FARMINGTON -- A plan to officially link a three-county bike trail in central and northern Utah is pedaling ahead, thanks to the latest actions by the Davis County Commission.
The newest step in the plan, taken Tuesday by commissioners, would officially hook the Legacy Parkway Trail and the Jordan River Parkway Trail.
Both Parkway bike trails are in various stages of development, but the commission action will connect Salt Lake and Davis counties with the partially existing bike paths.
"It's 10 feet (wide) of asphalt," said Scott Hess of the Davis County Planning Office, describing the path the county will build as a mile-long connector. Currently a service road, the path will also include a 5-foot-wide horse trail.
Hess and others have been working on making a seamless bike trail despite reduced state funding for portions of the project.
The Legacy Trail, which starts in Farmington, is 14 miles long and is open to pedestrians, bicyclists and horseback riding; ATVs are prohibited.
There is also a 3-mile pedestrian nature walk along the edge of the Legacy Nature Preserve.
Making the trails connect is a step highly anticipated by some in both counties.
"When we met with Mayor (Ralph) Becker (of Salt Lake City), it was one of the first things he talked about," said Davis County Commissioner John Petroff.
The commissioners approved a contract with the state, accepting $125,000 awarded to Davis as pass-through money from the federal government.
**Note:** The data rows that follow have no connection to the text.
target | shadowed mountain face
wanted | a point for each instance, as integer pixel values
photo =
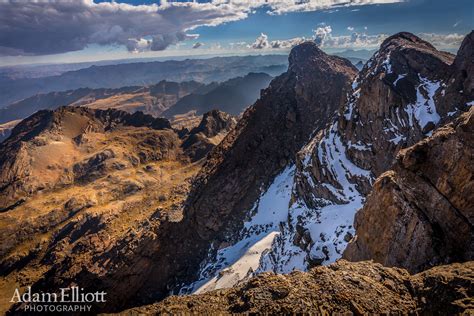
(341, 288)
(126, 204)
(232, 96)
(148, 73)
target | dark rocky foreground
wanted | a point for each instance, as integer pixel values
(343, 287)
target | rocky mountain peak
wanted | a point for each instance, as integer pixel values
(404, 39)
(213, 122)
(308, 56)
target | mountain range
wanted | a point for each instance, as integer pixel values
(330, 167)
(141, 74)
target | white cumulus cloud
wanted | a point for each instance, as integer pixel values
(43, 27)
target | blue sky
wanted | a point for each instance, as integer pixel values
(95, 30)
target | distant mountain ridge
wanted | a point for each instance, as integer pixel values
(231, 96)
(143, 73)
(151, 100)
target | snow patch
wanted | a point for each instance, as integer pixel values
(400, 77)
(238, 261)
(327, 228)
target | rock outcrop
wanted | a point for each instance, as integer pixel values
(81, 189)
(152, 100)
(341, 288)
(421, 212)
(264, 141)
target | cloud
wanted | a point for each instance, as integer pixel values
(278, 7)
(262, 42)
(323, 37)
(57, 26)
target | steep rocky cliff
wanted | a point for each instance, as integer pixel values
(295, 105)
(81, 188)
(134, 214)
(421, 212)
(340, 288)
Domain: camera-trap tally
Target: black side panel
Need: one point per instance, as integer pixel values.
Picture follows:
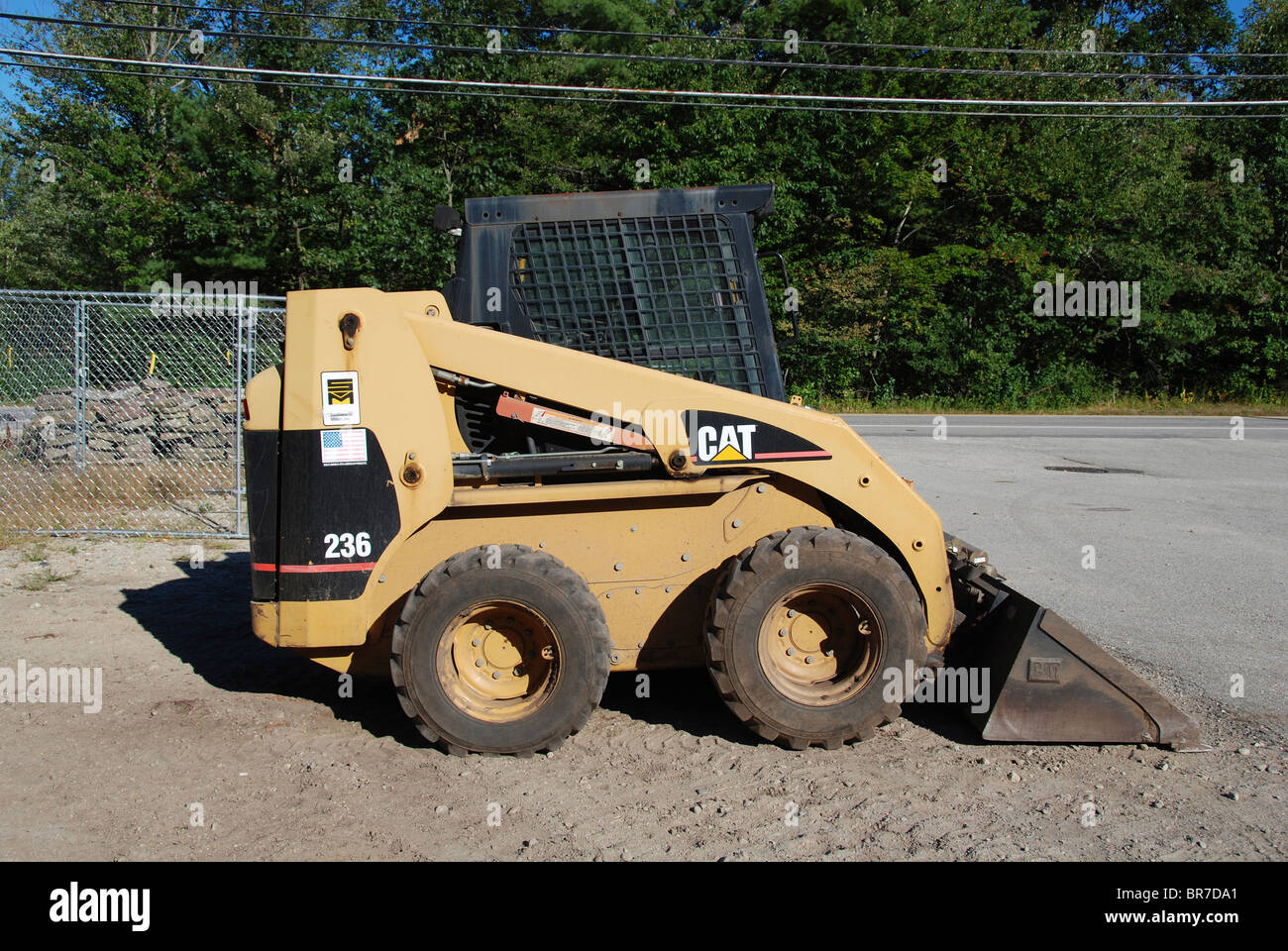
(261, 448)
(336, 519)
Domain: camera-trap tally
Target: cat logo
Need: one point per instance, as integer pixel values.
(722, 438)
(729, 444)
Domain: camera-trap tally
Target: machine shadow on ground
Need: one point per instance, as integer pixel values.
(204, 620)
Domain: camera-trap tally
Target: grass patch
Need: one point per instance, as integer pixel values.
(42, 578)
(1109, 406)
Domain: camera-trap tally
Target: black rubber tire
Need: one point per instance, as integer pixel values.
(536, 581)
(751, 582)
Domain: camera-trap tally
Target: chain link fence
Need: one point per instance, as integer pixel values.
(121, 412)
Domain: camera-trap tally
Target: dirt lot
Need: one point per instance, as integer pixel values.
(197, 711)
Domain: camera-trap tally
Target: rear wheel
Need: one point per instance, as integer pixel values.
(803, 629)
(500, 650)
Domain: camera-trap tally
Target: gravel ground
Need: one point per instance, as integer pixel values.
(201, 720)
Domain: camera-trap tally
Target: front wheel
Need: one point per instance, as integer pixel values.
(803, 630)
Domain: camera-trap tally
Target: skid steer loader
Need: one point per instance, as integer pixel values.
(578, 461)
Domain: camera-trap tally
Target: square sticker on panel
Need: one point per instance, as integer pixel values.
(340, 398)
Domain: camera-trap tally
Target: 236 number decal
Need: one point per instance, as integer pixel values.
(348, 545)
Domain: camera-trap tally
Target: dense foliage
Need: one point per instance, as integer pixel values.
(909, 285)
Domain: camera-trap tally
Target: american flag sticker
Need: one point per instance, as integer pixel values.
(344, 448)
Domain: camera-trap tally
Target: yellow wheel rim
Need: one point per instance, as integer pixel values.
(820, 645)
(498, 661)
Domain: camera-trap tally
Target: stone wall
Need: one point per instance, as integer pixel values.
(134, 423)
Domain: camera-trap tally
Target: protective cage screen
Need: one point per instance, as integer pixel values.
(662, 291)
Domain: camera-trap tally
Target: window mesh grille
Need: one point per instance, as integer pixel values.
(661, 291)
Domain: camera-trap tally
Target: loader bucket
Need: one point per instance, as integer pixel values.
(1048, 682)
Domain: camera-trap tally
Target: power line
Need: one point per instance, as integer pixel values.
(640, 56)
(700, 38)
(604, 101)
(618, 101)
(649, 92)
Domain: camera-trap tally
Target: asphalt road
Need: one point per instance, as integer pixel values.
(1189, 530)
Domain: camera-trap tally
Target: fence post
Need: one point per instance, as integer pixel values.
(80, 372)
(239, 484)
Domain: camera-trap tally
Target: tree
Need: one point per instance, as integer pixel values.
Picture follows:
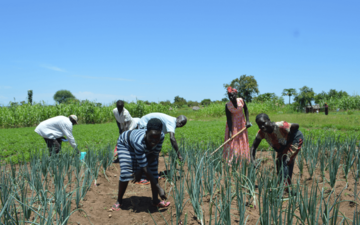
(306, 95)
(30, 97)
(331, 94)
(246, 85)
(62, 96)
(179, 101)
(205, 102)
(289, 92)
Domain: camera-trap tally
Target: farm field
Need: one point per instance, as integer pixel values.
(19, 142)
(202, 190)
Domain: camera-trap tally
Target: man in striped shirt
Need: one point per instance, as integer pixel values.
(138, 153)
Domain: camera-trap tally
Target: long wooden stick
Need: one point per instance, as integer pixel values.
(228, 141)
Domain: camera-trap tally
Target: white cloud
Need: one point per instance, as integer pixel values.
(55, 68)
(103, 78)
(103, 98)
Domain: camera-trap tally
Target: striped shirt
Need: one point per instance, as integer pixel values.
(137, 145)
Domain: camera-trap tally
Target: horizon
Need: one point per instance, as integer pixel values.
(157, 50)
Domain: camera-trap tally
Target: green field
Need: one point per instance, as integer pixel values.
(201, 130)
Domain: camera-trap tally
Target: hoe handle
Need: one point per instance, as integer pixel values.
(228, 141)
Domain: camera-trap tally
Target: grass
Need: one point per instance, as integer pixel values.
(18, 142)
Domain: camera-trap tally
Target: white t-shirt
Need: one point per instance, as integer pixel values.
(169, 122)
(125, 117)
(56, 127)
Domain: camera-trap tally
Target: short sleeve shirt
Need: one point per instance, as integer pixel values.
(278, 137)
(138, 145)
(169, 122)
(123, 117)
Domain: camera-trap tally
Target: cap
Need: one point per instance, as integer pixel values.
(74, 118)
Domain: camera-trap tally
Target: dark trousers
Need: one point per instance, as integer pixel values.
(54, 144)
(283, 165)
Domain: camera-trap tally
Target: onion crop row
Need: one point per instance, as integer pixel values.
(41, 191)
(210, 179)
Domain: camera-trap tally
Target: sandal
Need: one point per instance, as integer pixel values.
(162, 204)
(144, 182)
(117, 207)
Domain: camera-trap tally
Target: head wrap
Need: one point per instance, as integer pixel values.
(182, 118)
(262, 115)
(231, 90)
(119, 103)
(154, 124)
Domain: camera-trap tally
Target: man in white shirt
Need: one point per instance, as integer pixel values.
(169, 125)
(124, 121)
(53, 130)
(123, 118)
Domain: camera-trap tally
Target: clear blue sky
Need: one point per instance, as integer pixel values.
(155, 49)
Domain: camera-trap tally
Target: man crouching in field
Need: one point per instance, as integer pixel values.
(285, 138)
(53, 130)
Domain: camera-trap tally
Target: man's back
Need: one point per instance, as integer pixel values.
(169, 122)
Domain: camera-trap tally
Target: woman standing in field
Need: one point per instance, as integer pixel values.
(239, 146)
(138, 152)
(285, 138)
(326, 109)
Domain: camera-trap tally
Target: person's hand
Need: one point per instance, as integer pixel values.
(161, 193)
(180, 157)
(137, 176)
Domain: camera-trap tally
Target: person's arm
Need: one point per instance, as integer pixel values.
(246, 111)
(119, 127)
(174, 145)
(228, 120)
(67, 131)
(127, 125)
(253, 148)
(290, 137)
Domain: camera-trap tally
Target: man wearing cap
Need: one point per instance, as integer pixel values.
(53, 130)
(123, 118)
(169, 125)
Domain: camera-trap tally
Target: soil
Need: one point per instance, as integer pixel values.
(137, 204)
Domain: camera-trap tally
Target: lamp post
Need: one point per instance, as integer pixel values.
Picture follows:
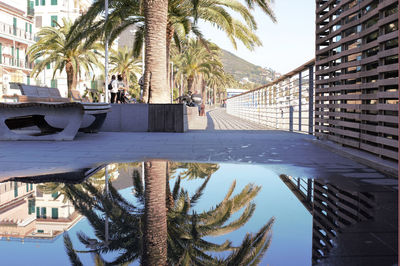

Both trails have various access points with a scenic ride, though some parts are unfinished,
The goal of organizers for the Jordan Trail is to create a continuous, nonmotorized, paved trail system along the river, extending from its headwaters at Utah Lake in Utah County to the connection with the Legacy Trail near Great Salt Lake -- a distance of about 40 miles.
The Jordan River flows over 50 miles from Utah Lake north to Great Salt Lake and flows through three counties -- Utah, Salt Lake and Davis.
Sections of the trails have been completed in recent years with grant money and sales tax revenue.
Down the road, there are plans to connect a third major bike trail to Jordan and Legacy.
The Denver and Rio Grande Western Rail Trail is a partnership of the Utah Transit Authority and the cities of Roy, Clinton, Clearfield, Layton, Kaysville, Farmington, Centerville and West Bountiful.
Eventually the entire DRGW Rail Trail will be 24 miles long, running between West Bountiful and West Haven. The West Bountiful portion is scheduled to open in ceremonies today.
Back in Davis County, Hess hopes the 1-mile connector, a literal link between the two trails and two counties will be completed next year.
Together, the three trails could mean a 68-mile ride for Utah's uber bike enthusiasts.